# 2. Data Cleaning

In [1]:
import pandas as pd
import numpy as np
import matplotlib.pyplot as plt
import matplotlib.image as mpimg
from pathlib import Path
import seaborn as sns
import plotly.express as px
import os
%matplotlib inline

#### Detect corrupt image

It is crucial to detect corrupted images, as they can negatively impact the performance of a machine learning model or computer vision system. Images that have been corrupted may contain noise, artifacts, or other anomalies that can lead to misclassifications or output errors. Improve the accuracy and dependability of a model or system by detecting and removing these images from the dataset. In addition, corrupted images can cause biases in the model or system, which can lead to erroneous results or unjust decisions.

In [2]:
from pathlib import Path
import imageio.v2 as imageio

corrupted_image = list()
dataset_path = "Flowers/Flowers"
accu = 0

for root, dirs, files in os.walk(dataset_path):
    for name in dirs:
        print(os.path.join(root, name))
        for image_file in Path(os.path.join(root, name)).glob('*.jpg'):
          accu = accu + 1
          try :
              image = imageio.imread(image_file)
            #   print(f'read {image_file}')
          except :
              print(f'Cannot read image {image_file}')
              corrupted_image.add(image_file)
print("Total number of images : ", accu)

Flowers/Flowers\Babi
Flowers/Flowers\Calimerio
Flowers/Flowers\Chrysanthemum
Flowers/Flowers\Hydrangeas
Flowers/Flowers\Lisianthus
Flowers/Flowers\Pingpong
Flowers/Flowers\Rosy
Flowers/Flowers\Tana
Total number of images :  0


In [3]:
len(corrupted_image)

0

#### Image duplication detection

Duplicate image detection is essential for multiple reasons:

* <b>Reducing storage</b>: Storing duplicate images wastes storage space, and detecting and removing them can help reduce storage costs.

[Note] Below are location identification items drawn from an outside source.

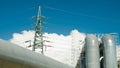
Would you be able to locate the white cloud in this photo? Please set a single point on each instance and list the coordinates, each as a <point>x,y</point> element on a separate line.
<point>60,45</point>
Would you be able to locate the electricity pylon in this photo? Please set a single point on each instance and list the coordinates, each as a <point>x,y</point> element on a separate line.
<point>38,37</point>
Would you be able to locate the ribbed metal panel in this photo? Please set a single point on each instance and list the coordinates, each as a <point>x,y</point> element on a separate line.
<point>23,57</point>
<point>110,59</point>
<point>92,52</point>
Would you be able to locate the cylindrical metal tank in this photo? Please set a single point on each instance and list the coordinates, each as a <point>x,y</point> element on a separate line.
<point>92,52</point>
<point>13,56</point>
<point>110,59</point>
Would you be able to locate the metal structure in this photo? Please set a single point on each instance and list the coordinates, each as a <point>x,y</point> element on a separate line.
<point>98,54</point>
<point>38,38</point>
<point>110,57</point>
<point>14,56</point>
<point>92,52</point>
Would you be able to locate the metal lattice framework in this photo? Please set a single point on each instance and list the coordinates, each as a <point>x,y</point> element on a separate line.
<point>38,38</point>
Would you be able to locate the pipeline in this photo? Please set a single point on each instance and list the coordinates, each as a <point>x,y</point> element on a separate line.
<point>13,56</point>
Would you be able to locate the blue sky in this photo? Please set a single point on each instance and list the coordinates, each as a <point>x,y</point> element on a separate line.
<point>88,16</point>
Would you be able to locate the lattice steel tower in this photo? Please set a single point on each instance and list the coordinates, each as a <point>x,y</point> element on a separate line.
<point>38,37</point>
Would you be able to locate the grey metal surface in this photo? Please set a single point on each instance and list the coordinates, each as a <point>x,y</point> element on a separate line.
<point>110,59</point>
<point>92,52</point>
<point>19,55</point>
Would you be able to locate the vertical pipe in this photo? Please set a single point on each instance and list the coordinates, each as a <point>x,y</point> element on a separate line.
<point>92,52</point>
<point>110,59</point>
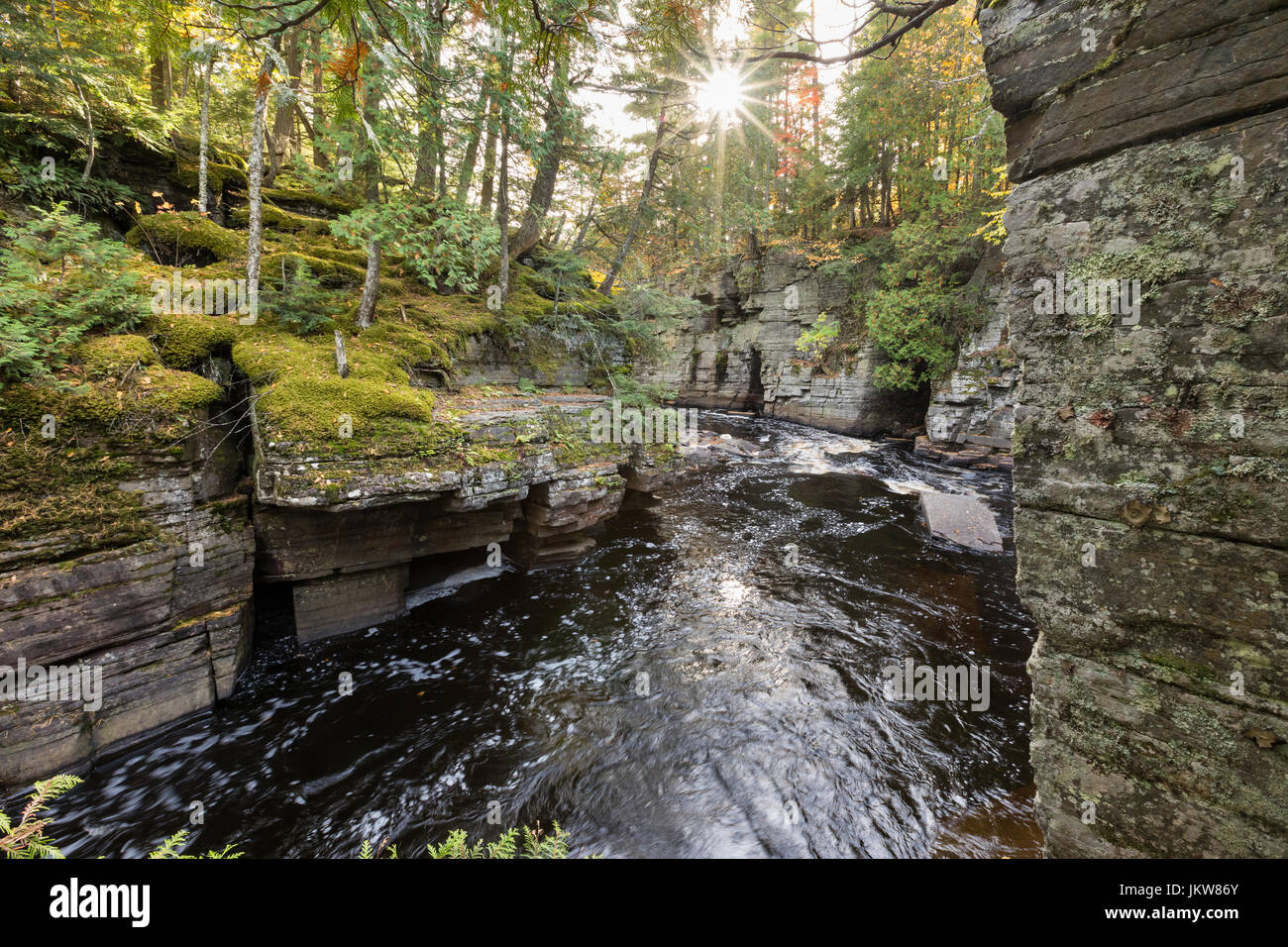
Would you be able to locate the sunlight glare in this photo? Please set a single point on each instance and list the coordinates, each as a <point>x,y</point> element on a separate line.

* <b>Improving efficiency</b>: Processing or analyzing duplicate images is inefficient and time-consuming. Removing duplicates can improve processing and analysis efficiency.

* <b>Enhancing accuracy</b>: Duplicate images can bias the results of image-based analysis, such as object detection or image classification. Removing duplicates can improve the accuracy of these analyses.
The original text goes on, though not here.